# split_in_folders
## Splits training data into train/test folders
Author - Ilan Valencius

Date: 1-31-22

**Input Directory**
* Images
  * img_1, img_2, ...
* Masks
  * mask_1, mask_2, ...
* *Note* indexes of img = indexes of mask i.e. img_1 <-> mask_1
* *Note* file-names of masks and images should be identical so they are sorted in the same alphabetical order

**Output Directory**
* Training (can change this name)
  * training_sources
    * img_1, img_2, ...
  * training_targets
    * mask_1,  mask_2, ...
* Test (can change this name)
  * test_sources
    * img_n, ...
  * test_targets
    * mask_n, ...

*Note*: please manually set up file architecture, training_source, training_targets, etc. must have exact same filename|

In [1]:
# Import dependencies
import os
import random

In [2]:
# Set parameters
img_folder = "D:\\Snyder_UNet_spring_2022\\UNet_data\\landcover.ai.v1\\img_output\\" # Folder containing images (use '\\' AND absolute path)
img_file_ext = "*.jpg" # File extension with regex: *.png for png files, *.tif for tiff files

mask_folder = "D:\\Snyder_UNet_spring_2022\\UNet_data\\landcover.ai.v1\\mask_output\\" # Folder to save new grayscale images
mask_file_ext = "*.jpg" # File extension with regex: *.png for png files, *.tif for tiff files

training_folder = "D:\\Snyder_UNet_spring_2022\\UNet_data\\landcover.ai.v1\\landai_training\\"
test_folder = "D:\\Snyder_UNet_spring_2022\\UNet_data\\landcover.ai.v1\\landai_test\\"

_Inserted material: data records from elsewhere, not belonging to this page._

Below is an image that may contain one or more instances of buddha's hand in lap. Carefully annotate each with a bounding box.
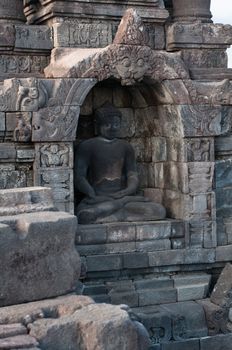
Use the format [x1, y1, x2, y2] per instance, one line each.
[84, 196, 112, 205]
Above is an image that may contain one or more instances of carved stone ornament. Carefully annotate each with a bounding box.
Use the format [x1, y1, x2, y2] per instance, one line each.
[45, 9, 189, 85]
[32, 79, 96, 141]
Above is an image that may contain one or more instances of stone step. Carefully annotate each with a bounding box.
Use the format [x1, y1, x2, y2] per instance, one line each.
[83, 273, 211, 307]
[0, 335, 38, 350]
[0, 323, 27, 339]
[132, 301, 208, 349]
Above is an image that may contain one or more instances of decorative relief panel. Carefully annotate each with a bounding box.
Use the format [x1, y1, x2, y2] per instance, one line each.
[35, 143, 73, 169]
[0, 55, 49, 78]
[53, 20, 113, 47]
[187, 138, 214, 162]
[13, 112, 32, 142]
[35, 169, 73, 203]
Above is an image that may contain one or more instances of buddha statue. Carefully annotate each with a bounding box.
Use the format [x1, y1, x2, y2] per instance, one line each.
[75, 104, 166, 224]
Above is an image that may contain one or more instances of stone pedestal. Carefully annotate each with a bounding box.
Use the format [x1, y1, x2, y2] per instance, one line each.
[0, 0, 26, 24]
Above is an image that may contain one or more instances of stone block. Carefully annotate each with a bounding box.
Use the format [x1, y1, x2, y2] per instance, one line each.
[171, 221, 185, 238]
[215, 187, 232, 217]
[162, 339, 200, 350]
[138, 288, 177, 306]
[107, 223, 136, 243]
[215, 159, 232, 188]
[200, 334, 232, 350]
[0, 335, 39, 350]
[134, 277, 173, 290]
[34, 168, 74, 205]
[217, 217, 228, 246]
[53, 18, 113, 48]
[171, 238, 186, 249]
[113, 84, 132, 108]
[188, 162, 214, 193]
[136, 221, 171, 241]
[76, 242, 137, 256]
[15, 25, 53, 51]
[151, 137, 167, 163]
[186, 137, 215, 162]
[130, 138, 152, 162]
[86, 254, 122, 272]
[210, 263, 232, 306]
[176, 283, 208, 301]
[148, 249, 215, 266]
[135, 106, 161, 137]
[0, 112, 6, 132]
[161, 301, 208, 341]
[216, 244, 232, 262]
[0, 187, 54, 216]
[215, 135, 232, 153]
[30, 304, 149, 350]
[83, 283, 108, 295]
[181, 48, 227, 69]
[76, 225, 107, 244]
[0, 211, 80, 306]
[172, 273, 211, 287]
[0, 295, 149, 350]
[0, 143, 16, 161]
[123, 252, 148, 269]
[109, 292, 139, 307]
[159, 105, 183, 138]
[197, 299, 228, 336]
[119, 108, 135, 138]
[0, 23, 15, 50]
[143, 188, 163, 204]
[173, 274, 211, 301]
[16, 146, 35, 162]
[179, 105, 223, 137]
[135, 239, 171, 252]
[148, 249, 184, 266]
[0, 323, 27, 339]
[133, 306, 172, 344]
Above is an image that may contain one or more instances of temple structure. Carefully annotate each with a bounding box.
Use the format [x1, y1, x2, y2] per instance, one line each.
[0, 0, 232, 350]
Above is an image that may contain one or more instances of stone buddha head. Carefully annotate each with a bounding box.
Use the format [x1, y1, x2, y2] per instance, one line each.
[95, 103, 122, 140]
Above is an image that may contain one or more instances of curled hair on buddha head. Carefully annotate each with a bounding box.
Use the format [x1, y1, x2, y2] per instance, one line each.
[94, 102, 122, 126]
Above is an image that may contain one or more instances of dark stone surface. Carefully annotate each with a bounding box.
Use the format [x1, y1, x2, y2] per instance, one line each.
[200, 334, 232, 350]
[75, 104, 166, 224]
[161, 301, 208, 340]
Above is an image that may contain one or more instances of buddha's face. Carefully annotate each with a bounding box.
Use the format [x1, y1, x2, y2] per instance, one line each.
[98, 116, 121, 140]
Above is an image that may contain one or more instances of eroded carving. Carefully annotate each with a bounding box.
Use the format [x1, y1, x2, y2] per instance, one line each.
[40, 144, 69, 168]
[13, 113, 31, 142]
[16, 78, 48, 111]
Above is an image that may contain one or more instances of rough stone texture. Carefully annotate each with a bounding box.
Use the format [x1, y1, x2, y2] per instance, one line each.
[24, 0, 168, 24]
[0, 187, 54, 216]
[0, 295, 150, 350]
[0, 212, 80, 306]
[200, 334, 232, 350]
[173, 274, 211, 301]
[210, 263, 232, 306]
[161, 301, 208, 340]
[198, 299, 229, 335]
[0, 335, 38, 350]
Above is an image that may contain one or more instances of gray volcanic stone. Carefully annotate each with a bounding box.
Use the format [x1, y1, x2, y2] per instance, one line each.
[0, 212, 80, 306]
[210, 263, 232, 306]
[30, 304, 150, 350]
[0, 187, 54, 216]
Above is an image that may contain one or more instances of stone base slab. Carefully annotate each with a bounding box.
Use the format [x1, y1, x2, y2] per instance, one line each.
[0, 187, 54, 217]
[0, 211, 80, 306]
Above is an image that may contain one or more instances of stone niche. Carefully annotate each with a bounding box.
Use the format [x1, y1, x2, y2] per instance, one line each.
[75, 79, 188, 219]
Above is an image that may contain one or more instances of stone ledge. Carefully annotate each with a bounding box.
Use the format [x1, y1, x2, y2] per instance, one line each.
[0, 187, 54, 217]
[0, 211, 80, 306]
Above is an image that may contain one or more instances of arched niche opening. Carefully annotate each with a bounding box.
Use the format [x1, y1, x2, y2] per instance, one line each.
[74, 79, 185, 219]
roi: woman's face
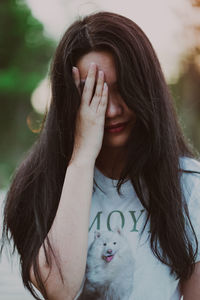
[76,51,136,148]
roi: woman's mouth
[105,122,128,133]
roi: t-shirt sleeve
[183,174,200,262]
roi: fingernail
[90,62,95,68]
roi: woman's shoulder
[179,156,200,173]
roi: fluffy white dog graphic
[79,228,134,300]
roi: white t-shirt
[75,157,200,300]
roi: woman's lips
[105,122,127,133]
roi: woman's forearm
[32,160,94,300]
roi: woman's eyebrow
[81,79,118,86]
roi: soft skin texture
[76,51,136,178]
[181,262,200,300]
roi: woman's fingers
[97,82,108,113]
[90,71,104,111]
[72,67,81,95]
[82,63,96,105]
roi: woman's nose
[105,97,123,118]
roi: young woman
[1,11,200,300]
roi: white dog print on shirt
[79,228,134,300]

# Get lists of filenames in folders
img_files = sorted(os.listdir(img_folder))
mask_files = sorted(os.listdir(mask_folder))

# Get number of values in test sample
test_percentage = 0.2
test_n = int(test_percentage * len(img_files))
print("Number of samples: %d"%(len(img_files)))
print("Numbe of samples in training set: %d"%(test_n))

Number of samples: 10674
Numbe of samples in training set: 2134


In [3]:
# Shuffle both lists together
combined_files = list(zip(img_files, mask_files))
random.shuffle(combined_files)
img_files, mask_files = zip(*combined_files)

# Sanity check to make sure image and masks align
print(img_files[0])
print(mask_files[0])

# Put files into training dataset
for i in range(test_n, len(img_files)):
    img = img_files[i]
    mask = mask_files[i]

    new_img_path = training_folder + "training_sources\\" + os.path.basename(img)
    new_mask_path = training_folder + "training_targets\\" + os.path.basename(mask)
    
    os.rename(img_folder + img, new_img_path)
    os.rename(mask_folder + mask, new_mask_path)
    
# Put files into test dataset
for i in range(test_n):
    img = img_files[i]
    mask = mask_files[i]
    
    new_img_path = test_folder + "test_sources\\" + os.path.basename(img)
    new_mask_path = test_folder + "test_targets\\" + os.path.basename(mask)
    
    os.rename(img_folder + img, new_img_path)
    os.rename(mask_folder + mask, new_mask_path)



M-33-32-B-b-4-4_106.jpg
M-33-32-B-b-4-4_106.jpg